Gabriel regarde alors la tour, attentivement, longuement, puis commente:

– Je me demande pourquoi on représente la ville de Paris comme une femme. Avec un truc comme ça. Avant que ça soit construit, peut-être. Mais maintenant. C'est comme les femmes qui deviennent des hommes à force de faire du sport. On lit ça dans les journaux.

– (silence).

– Eh bien, t'es devenu muet. Qu'est-ce que t'en penses?

Charles pousse alors un long hennissement douloureux et se prend la tête à deux mains en gémissant:

– Lui aussi, qu'il dit en gémissant, lui aussi… toujours la même chose… toujours la sessualité… toujours question de ça… toujours… tout le temps… dégoûtation… putréfaction… Ils pensent qu'à ça…

Gabriel lui tape sur l'épaule avec bénévolence.

– Ça n'a pas l'air d'aller, qu'il dit comme ça. Qu'est-ce qu'est arrivé?

– C'est ta nièce… ta putain, de nièce…

– Ah! attention, s'écrie Gabriel en retirant sa main pour la lever au ciel, ma nièce c'est ma nièce.
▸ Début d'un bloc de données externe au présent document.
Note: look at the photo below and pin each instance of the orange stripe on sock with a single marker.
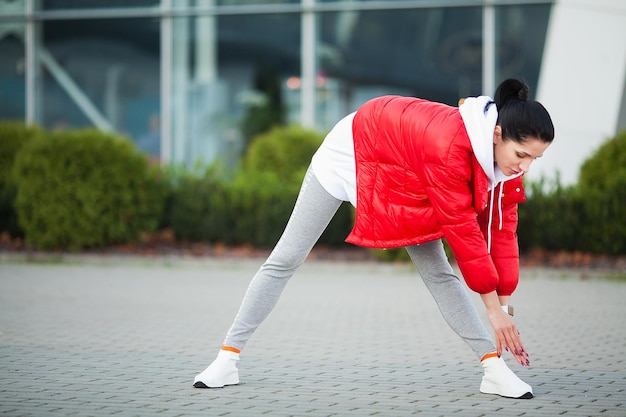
(489, 355)
(231, 349)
Modère ton langage ou tu vas en apprendre long sur ta grand-mère.

Charles fait un geste de désespoir, puis se lève brusquement.
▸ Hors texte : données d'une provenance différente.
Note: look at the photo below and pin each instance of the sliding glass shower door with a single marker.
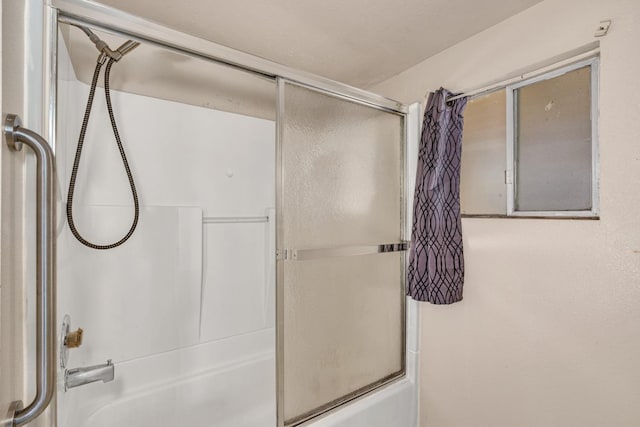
(340, 250)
– Tiens, qu'il dit, je me tire. Je préfère pas revoir cette gamine. Adieu.

Et il s'élance vers son bahut.

Gabriel lui court après:

– Comment qu'on fera pour rentrer?

– Tu prendras le métro.

– Il en a de bonnes, grogna Gabriel en arrêtant sa poursuite.

Le tac s'éloignait.

Debout, Gabriel médita, puis prononça ces mots:

– L'être ou le néant, voilà le problème. Monter, descendre, aller, venir, tant fait l'homme qu'à la fin il disparaît. Un taxi l'emmène, un métro l'emporte, la tour n'y prend garde, ni le Panthéon. Paris n'est qu'un songe, Gabriel n'est qu'un rêve (charmant), Zazie le songe d'un rêve (ou d'un cauchemar) et toute cette histoire le songe d'un songe, le rêve d'un rêvé, à peine plus qu'un délire tapé à la machine par un romancier idiot (oh! pardon). Là-bas, plus loin – un peu plus loin – que la place de la République, les tombes s'entassent de Parisiens qui furent, qui montèrent et descendirent des escaliers, allèrent et vinrent dans les rues et qui tant firent qu'à la fin ils disparurent. Un forceps les amena, un corbillard les remporte et la tour se rouille et le Panthéon se fendille plus vite que les os des morts trop présents ne se dissolvent dans l'humus de la ville tout imprégné de soucis. Mais moi je suis vivant et là s'arrête mon savoir car du taximane enfui dans son bahut locataire ou de ma nièce suspendue à trois cents mètres dans l'atmosphère ou de mon épouse la douce Marceline demeurée au foyer, je ne sais en ce moment précis et ici-même je ne sais que ceci, alexandrinairement: les voilà presque morts puisqu'ils sont des absents. Mais que vois-je par-dessus les citrons empoilés des bonnes gens qui m'entourent?

Des voyageurs faisaient le cercle autour de lui l'ayant pris pour un guide complémentaire. Ils tournèrent la tête dans la direction de son regard.

– Et que voyez-vous? demanda l'un d'eux particulièrement versé dans la langue française.

– Oui, approuva un autre, qu'y a-t-il à voir?